We chose a system that is 10 kilowatts DC. That translates to about 8600 watts AC. The system begins generating electricity at about 9am, and reaches a peak of 8kw at around 10:30. By 1pm, the Powerwalls are fully recharged from the night before. At that point, there is no place else for the generated power to go, so system output drops to match whatever the house is using. More on that later.

We haven’t used any electricity from the grid since the sun came up on Friday morning. That indicates that I have enough panels for my house.

Storage

There are two places that I can store the power I generate. One of them is in the Powerwall, which has a total capacity of 27 KWh. Right now, I am maintaining a minimum of 30% as emergency backup, and using the rest to compensate for lower output at night or overcast conditions, or to make up for transient high loads, like when both air conditioners and the water heater are running at the same time. The advantages of using the battery are that the power stays within my home, and losing the grid means that I can still access it. The disadvantage is that the upfront cost of batteries is high.

The second place that I can store generated power is in the grid. The electric company buys my excess power in the form of credits that I can redeem when my system can’t keep up with the loads that I am placing on it- nighttime, stormy weather, or when loads simply exceed what I am producing. The advantage of this is that the upfront cost is low, but the disadvantage is that it relies on the electrical grid for redemption.

I can’t use the grid as storage because I don’t yet have permission to operate (PTO) from the power company. I should get it within two weeks after our final electrical inspection, which is supposed to be this week. So we should be fully operational by August 9.

Results So Far

Each day, we are generating between 35 and 45 kWh before panel output is reduced when the batteries are full.
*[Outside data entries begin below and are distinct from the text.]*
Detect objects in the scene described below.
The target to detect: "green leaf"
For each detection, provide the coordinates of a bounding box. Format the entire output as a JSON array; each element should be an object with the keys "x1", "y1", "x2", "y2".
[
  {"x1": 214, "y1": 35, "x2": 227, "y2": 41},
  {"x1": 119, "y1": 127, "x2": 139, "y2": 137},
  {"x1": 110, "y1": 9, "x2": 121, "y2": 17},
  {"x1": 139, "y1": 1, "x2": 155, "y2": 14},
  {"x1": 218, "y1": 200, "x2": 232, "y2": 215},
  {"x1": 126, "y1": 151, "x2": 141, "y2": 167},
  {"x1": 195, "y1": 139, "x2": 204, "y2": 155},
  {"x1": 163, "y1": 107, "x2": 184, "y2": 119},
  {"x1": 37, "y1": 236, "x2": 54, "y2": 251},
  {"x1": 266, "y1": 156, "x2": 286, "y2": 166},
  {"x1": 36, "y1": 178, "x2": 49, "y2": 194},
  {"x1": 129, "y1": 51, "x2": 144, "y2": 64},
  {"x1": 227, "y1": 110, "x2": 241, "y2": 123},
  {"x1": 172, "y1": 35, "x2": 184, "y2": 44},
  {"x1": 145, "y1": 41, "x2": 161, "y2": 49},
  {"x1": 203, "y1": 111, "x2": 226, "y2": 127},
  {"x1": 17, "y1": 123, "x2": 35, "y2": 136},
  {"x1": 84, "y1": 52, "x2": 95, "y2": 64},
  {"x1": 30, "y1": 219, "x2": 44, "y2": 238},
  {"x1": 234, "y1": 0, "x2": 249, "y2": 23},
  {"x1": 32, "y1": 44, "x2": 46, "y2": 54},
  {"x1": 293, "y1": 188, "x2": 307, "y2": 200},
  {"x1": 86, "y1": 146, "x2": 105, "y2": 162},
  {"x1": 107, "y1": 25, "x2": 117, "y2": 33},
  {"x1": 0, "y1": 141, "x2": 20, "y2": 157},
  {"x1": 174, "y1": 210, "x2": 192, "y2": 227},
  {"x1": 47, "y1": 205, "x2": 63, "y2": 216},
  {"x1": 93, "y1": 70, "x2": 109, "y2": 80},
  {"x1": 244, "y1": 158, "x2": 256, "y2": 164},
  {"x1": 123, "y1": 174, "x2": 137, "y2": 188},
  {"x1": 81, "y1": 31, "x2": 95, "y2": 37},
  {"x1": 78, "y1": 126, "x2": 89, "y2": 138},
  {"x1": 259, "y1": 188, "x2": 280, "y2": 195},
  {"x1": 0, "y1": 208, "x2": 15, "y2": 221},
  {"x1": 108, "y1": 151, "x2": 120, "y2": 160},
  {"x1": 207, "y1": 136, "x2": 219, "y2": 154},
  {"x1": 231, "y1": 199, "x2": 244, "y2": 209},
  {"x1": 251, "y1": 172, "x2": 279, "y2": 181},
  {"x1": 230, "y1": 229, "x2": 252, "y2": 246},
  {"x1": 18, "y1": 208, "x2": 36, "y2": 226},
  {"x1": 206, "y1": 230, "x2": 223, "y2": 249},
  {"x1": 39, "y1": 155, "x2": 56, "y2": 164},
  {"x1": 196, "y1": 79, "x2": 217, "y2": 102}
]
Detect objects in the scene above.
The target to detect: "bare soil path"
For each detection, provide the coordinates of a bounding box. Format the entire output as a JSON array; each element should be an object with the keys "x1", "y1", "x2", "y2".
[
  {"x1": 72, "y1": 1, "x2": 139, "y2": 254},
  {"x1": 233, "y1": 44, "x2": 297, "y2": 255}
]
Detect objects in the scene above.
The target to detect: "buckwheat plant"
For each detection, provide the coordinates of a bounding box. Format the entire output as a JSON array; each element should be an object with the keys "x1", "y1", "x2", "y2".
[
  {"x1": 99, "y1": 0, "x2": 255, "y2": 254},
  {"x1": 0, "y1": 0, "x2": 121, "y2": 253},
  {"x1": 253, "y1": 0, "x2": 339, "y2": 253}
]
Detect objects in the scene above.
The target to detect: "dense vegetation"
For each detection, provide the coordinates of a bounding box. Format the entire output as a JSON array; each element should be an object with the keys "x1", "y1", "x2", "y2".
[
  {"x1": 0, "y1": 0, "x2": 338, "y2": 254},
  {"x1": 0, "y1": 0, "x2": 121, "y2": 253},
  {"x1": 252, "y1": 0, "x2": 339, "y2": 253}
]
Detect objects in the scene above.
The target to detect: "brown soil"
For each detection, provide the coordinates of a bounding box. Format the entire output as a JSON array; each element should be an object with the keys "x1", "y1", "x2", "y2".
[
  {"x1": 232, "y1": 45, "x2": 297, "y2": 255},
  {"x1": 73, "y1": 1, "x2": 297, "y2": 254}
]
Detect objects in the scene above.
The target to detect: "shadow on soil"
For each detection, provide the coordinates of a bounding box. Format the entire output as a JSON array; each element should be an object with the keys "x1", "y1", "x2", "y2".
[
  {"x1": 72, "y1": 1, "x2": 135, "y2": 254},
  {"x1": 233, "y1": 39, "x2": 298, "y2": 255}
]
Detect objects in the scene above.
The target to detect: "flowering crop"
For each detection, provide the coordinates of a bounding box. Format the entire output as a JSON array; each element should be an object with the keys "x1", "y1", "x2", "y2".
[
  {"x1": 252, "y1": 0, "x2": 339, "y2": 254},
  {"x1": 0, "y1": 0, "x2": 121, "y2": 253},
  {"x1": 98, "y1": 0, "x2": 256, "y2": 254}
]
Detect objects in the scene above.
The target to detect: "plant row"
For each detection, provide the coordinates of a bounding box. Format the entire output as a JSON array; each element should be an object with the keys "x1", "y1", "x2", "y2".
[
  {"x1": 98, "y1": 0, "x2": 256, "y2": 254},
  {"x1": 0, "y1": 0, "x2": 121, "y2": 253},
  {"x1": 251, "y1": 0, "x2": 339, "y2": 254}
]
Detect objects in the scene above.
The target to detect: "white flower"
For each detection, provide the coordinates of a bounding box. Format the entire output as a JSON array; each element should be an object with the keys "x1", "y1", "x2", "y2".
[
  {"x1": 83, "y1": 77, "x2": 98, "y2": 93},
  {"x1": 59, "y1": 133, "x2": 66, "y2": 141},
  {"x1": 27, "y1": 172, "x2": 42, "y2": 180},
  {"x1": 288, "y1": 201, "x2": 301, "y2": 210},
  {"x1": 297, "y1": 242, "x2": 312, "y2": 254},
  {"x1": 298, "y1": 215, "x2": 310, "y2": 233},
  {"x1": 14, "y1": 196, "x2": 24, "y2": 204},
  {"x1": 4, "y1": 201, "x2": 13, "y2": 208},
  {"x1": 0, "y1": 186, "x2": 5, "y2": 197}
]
The solar energy being generated is directly running the house during the day, with the rest charging the Powerwalls, which run the house at night.

The water heater is using 4 kw when running, the upstairs AC is using 1.5kw, the downstairs AC uses 2.7kw, and the rest of the house uses 0.3kw. Since the ACs and water heater don’t run all of the time, the panels are more than capable at this point of keeping up by charging the batteries during the periods when the large appliances aren’t running.

Once we get our PTO, I will know more.

Installed

The solar power system was installed this week, We turned it on this morning. 24 panels, each capable of supplying 420 watts, for a total capacity of 10 kW. We can’t yet sell the power back to the power company, because they haven’t yet approved our application. Until then, we will run off of batteries and solar, with the excess being given to the power company free of charge. Hopefully, that will change within a week or two.

The install took two days, even though it was supposed to only take one. On day one, the team got the Powerwalls mounted, and 21 of the 24 panels on the roof before an incoming afternoon thunderstorm stopped work for the day. On day two, they got the final three panels up, ran all of the conduit and wiring, then shut power off to the house for about an hour so they could make all of the connections. They turned the system on, but that was at 1700, after it began raining again, so we didn’t generate any solar at all yesterday.

At 1000 this morning, we were generating 5 kW from solar while only using 0.5 kW, with the 4.5kW of excess going into the batteries. Our Powerwalls are already charged to 50% of capacity, and we have already generated 6.5 kWh purely from solar.

I will revisit the numbers within a week or so. It’s still to early to talk about how well the system is going to meet our needs.